Long-term androgen deprivation reduces bone density. It is very important to take calcium and vitamin D daily, to do weight-bearing exercise regularly, and to have bone density scans as scheduled.

The hot flushes and sexual side effects are expected and are due to hormone suppression. Various management strategies are available — discuss with your specialist team.

Pharmacist & prescriber notes

Luprodex 11.25 mg = 3-month depot formulation (vs 3.75 mg = 1-month). The testosterone flare in the first 7–10 days requires concurrent anti-androgen cover (bicalutamide 50 mg/day or cyproterone acetate for 4 weeks starting 3 days before first injection).

This is especially important in patients with spinal metastases or severe obstructive uropathy — the flare in these patients can precipitate spinal cord compression or acute urinary retention.

QT prolongation: baseline and periodic ECG monitoring recommended, particularly in patients on other QT-prolonging drugs. Cardiovascular events: FDA/EMA warning — increased risk of MI, sudden cardiac death, and stroke with GnRH agonists. Screen and optimise CV risk factors before starting.

10  Frequently asked questions

Will I lose my sex drive permanently?

Libido is suppressed while your testosterone levels are low during treatment. If treatment is eventually stopped, testosterone levels typically recover — though this takes several months and is not guaranteed in all patients, especially after long-term therapy.

What about my bones?

Long-term testosterone suppression reduces bone mineral density (osteoporosis). Calcium (1000–1200 mg/day) and vitamin D (800–1000 IU/day) supplements are important. A bone density scan (DEXA) is recommended at baseline and every 1–2 years.

Can leuprolide affect my heart?

There is evidence that androgen deprivation therapy modestly increases cardiovascular risk over time. Regular monitoring of blood pressure, blood glucose, and cholesterol is important. Report any chest pain, shortness of breath, or palpitations immediately.

What is the difference between this and tablets like relugolix?
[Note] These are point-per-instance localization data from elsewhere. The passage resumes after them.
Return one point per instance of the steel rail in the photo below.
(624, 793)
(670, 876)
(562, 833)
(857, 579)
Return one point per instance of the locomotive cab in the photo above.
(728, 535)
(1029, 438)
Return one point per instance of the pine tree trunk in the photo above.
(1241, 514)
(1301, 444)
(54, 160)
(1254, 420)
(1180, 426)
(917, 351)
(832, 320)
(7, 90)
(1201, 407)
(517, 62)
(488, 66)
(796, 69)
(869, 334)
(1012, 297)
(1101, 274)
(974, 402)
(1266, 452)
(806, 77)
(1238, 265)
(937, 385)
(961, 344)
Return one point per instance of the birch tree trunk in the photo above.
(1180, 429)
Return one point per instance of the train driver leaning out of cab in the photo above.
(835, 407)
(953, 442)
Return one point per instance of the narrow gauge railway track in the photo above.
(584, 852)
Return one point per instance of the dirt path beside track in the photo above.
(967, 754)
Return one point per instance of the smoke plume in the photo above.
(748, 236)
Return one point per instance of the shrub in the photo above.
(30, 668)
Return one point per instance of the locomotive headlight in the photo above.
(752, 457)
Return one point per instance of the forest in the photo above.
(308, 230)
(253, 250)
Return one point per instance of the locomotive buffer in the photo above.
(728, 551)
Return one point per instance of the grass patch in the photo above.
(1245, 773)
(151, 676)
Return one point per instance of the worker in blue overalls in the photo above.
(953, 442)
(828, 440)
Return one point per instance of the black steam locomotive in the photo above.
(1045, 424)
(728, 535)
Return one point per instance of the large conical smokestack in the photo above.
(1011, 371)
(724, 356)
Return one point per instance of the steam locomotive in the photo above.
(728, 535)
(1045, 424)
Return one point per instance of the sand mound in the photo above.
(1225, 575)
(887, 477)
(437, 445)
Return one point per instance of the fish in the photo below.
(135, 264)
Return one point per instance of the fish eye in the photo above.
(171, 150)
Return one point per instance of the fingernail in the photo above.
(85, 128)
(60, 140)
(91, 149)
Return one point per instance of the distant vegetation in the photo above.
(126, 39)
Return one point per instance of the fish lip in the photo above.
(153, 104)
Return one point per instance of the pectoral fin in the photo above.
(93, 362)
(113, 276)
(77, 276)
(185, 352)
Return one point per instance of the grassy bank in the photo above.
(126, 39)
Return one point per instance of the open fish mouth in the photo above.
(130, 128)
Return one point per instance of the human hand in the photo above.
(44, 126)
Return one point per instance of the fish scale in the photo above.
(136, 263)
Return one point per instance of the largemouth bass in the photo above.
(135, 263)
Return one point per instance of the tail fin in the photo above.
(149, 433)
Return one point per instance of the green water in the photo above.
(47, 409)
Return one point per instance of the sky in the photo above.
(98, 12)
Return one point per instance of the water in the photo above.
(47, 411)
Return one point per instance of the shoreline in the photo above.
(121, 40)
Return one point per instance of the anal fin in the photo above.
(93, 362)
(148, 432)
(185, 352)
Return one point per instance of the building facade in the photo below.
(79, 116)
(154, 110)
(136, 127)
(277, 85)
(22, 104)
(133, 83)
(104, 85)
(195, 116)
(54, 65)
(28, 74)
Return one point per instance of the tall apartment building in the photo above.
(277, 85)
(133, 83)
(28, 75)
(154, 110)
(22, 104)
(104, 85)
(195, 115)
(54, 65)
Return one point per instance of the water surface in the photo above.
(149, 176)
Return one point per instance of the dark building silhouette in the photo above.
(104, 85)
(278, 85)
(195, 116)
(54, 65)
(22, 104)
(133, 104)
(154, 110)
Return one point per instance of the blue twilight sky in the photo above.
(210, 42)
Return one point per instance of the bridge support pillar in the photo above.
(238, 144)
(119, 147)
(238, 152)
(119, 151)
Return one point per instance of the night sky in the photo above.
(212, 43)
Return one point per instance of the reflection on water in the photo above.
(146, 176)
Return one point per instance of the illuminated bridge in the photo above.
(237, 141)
Luprodex is an injection given every 3 months. Relugolix (Orgovyx) is an oral daily tablet. Both reduce testosterone but work differently: leuprolide is a GnRH agonist (initial flare then suppression); relugolix is a GnRH antagonist (immediate suppression, no flare). Your urologist/oncologist will choose the most appropriate option.

Can I still drive and work normally?

Yes, in general. Fatigue and mood changes may affect some patients. Discuss any specific occupational concerns with your doctor.